イスラム過激派組織「イスラム国」の拡大に頭を悩ませる、意外な「あの人」:伊吹太歩の時事日想(2/2 ページ)
イラクとシリアで拡大を続けるイスラム過激派組織「イスラム国」。先日行われたNATOの首脳会議では、イスラム国との戦闘に前向きな“有志連合”10カ国が固まった。しかし、イスラム国の拡大に頭を悩ませるのは、実は西欧諸国だけではないのだ。
ISISに対抗意識を燃やすアルカイダ
こうしたISISの強大化を、これまで最強のイスラム・テロ勢力として君臨し続けきたアルカイダと最高指導者アイマン・ザワヒリは快く思っていない。事実、ISISがイスラム国家を宣言してから、ザワヒリはISISの国家樹立宣言については一切のコメントを出しておらず、国家樹立を認めていない。
ISISはもともとアルカイダ系を名乗っていた。だが、シリアで同じ反アサド勢力として戦う“同志”である反体制派組織を攻撃したり、あまりに傍若無人な攻撃を繰り返すために、アルカイダはISISを「アルカイダ系」の組織ではないと突き放して決別した経緯があるのだ。
最高指導者ウサマ・ビンラディン亡き後にトップに座ったザワヒリは、きっと苦虫を噛み潰したような顔をしていることだろう。実のところ、ザワヒリは斬首といった残忍な処刑を歓迎してこなかった。事実、米軍がまだイラクに駐留していたころ、外国人を斬首刑にして世界に配信していたイラクのアルカイダ系指導者に対して、「世界中のイスラム教徒の支持を失うだけだ」という理由から斬首刑を止めるようたしなめたこともある。
そして、その方針を見せしめるかのように、ISISが米国人ジャーナリストのフォーリー氏を殺害して世界中から非難を受けている中、シリアのアルカイダ系組織、アルヌスラ戦線が2012年に拘束していた米国人作家を無傷で釈放している。これはISISに対するアルカイダの「対抗措置」だと指摘する専門家も少なくない。
もし、ビンラディンが生きていたら……
ISISを意識するアルカイダは、組織拡大への動きも見せている。2012年にインドのムンバイで大規模な市街戦テロを実行し、「次のアルカイダ」と目されてきたパキスタンのイスラム過激派組織ラシュカレ・トイバともさらなる連携強化を行っているという。しかもインドでは2002年にグジャラート州でイスラム教徒虐殺を黙殺したとされる当時のナレンドラ・モディ州首相が、今年インドの新首相に就任したばかりで、アルカイダには格好の標的になる。

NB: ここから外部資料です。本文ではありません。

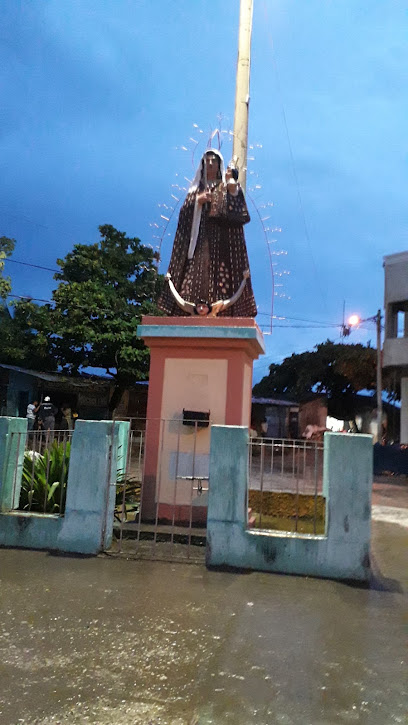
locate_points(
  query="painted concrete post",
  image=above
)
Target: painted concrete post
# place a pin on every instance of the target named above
(13, 433)
(98, 456)
(227, 500)
(98, 450)
(348, 480)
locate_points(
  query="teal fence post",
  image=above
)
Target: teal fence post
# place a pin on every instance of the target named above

その上で、インドだけでなく、イスラム教徒が迫害されているミャンマーやバングラデシュにおけるテロ活動を一元化して強化させ、「カイダト・アルジハード」という組織を新設するとザワヒリは語っている。アフガニスタン・パキスタン地域の拠点から、南アジア一帯でアルカイダの存在感を強固にする狙いがある。実はアフガニスタンのイスラム原理主義武装勢力タリバンの一派がISISに加わるとの報道もあり、アルカイダの動きは明らかにシリアとイラクで拡大するISISを意識したものだと考えられている。
言うまでもないが、ザワヒリが悪名高いテロリストから“更正”した形跡はないし、相変わらず世界から危険人物であるとみられていることは変わらない。要はテロ組織の勢力、主導権争いであり、テロにおける戦術や方針の相違である。ただISISの拡大と残忍さを見る限り、アルカイダの影が薄くなっていることはまぎれもない事実だ。イスラム過激派シンパから寄付される活動資金が奪われていくことにもつながるだろう。
9.11同時多発テロでニューヨークのツインタワーを崩壊させて無差別に多数の民間人を殺害し、世界を震撼させたビンラディンが生きていれば、ISISに手を貸したのではないだろうか。異教徒を殺害することに容赦がないビンラディンは、手段を選ばない傾向があったからだ。現在ビンラディンがいないことは、世界にとって不幸中の幸いだったのかもしれない。